Interviewing Do's and Don'ts
Your actions, words and attitudes often influence the way other people think about
you. What you do or don't do in the interview can make the difference in getting the
The following list of tips offers common sense guidelines for the interview and can
also be used in other parts of your job search.
Interviewing Tips/Attire PDF document
- DO arrive 10-15 minutes early to use the restroom, find offices, allow for any unexpected
traffic problems, and to RELAX.
- DO get a good night's sleep the night before to be mentally alert for the interview.
- DO express enthusiasm. Smile and offer a firm handshake upon meeting the interviewer
and other staff; speak clearly and directly, and vary the tone of your voice.
- DO remember and correctly pronounce the names of people you meet (or are speaking with
over the phone).
- DO use "please" and "thank you" when appropriate. This courtesy should be extended also
to your network and anyone else involved in your job search.
- DO sit up straight, maintain good eye contact, lean slightly forward in your chair.
Show a sincere and polite interest in the job as well as in the interviewer.
- DO answer interview questions completely.
- DO dress appropriately and appear well-groomed.
- DO come alone - Don't bring a relative or friend.
- DO practice answering difficult, illegal or "too personal" questions.
- DO get information about the company/organization ahead of time.
- DO talk about your qualifications rather than your need for the job.
- DO treat secretaries and receptionists politely - they are important allies.
- DO have some money with you. You may need to make a phone call or buy some coffee.
- DO listen to the interviewer. This will avoid asking questions about material that has
already been covered. Also, take time to clarify any questions you are asked that
you don't understand.
- DO indicate your interest in the job by saying, "I hope you will consider me for this
job", or "I am very interested in this position because…".
- DO thank the interviewer when the interview is over.

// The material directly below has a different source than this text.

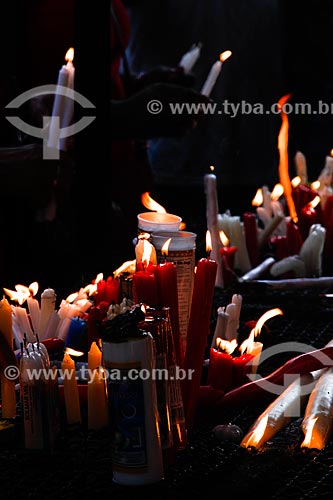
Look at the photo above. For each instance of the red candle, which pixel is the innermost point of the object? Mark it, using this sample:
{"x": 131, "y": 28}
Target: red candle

- DO jot down your impressions (after you leave) of the interview and what you might do
differently next time.
- DO follow-up the interview with a phone call or letter.

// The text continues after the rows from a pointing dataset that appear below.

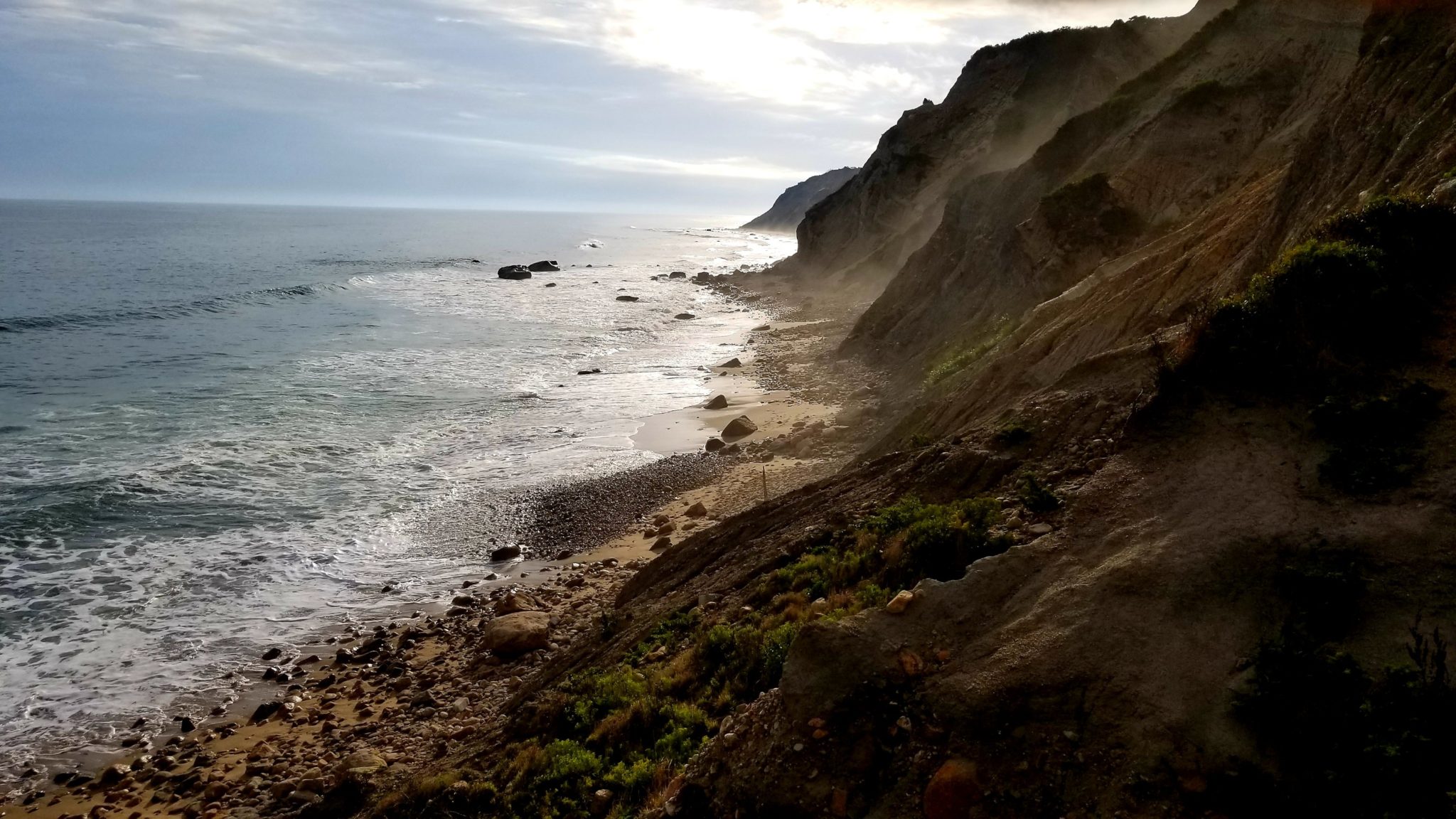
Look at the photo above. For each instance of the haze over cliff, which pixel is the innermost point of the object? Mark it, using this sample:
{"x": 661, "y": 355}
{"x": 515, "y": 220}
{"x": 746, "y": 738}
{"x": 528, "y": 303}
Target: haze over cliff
{"x": 791, "y": 206}
{"x": 1149, "y": 331}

- DO ask questions in the interview.
- DON'T forget to bring an extra resume and list of references.
- DON'T ask questions about pay and benefits before you have a job offer.
- DON'T act as if you have to have this job no matter what.
- DON'T interrupt. If you have questions or need clarifications, wait for a logical break
in the conversation to speak.
- DON'T bring up personal matters (personal problems, financial matters, health issues).
- DON'T criticize former employers or co-workers.
- DON'T chew gum, smoke, play with your hair, or constantly adjust your clothes. These actions
are a definite distraction.
- DON'T read any papers or handle any item on the interviewer's desk.
- DON'T bring anything bulky to the interview such as books, shopping bags, or overly large
briefcases. A small notebook and pen, for note taking is acceptable.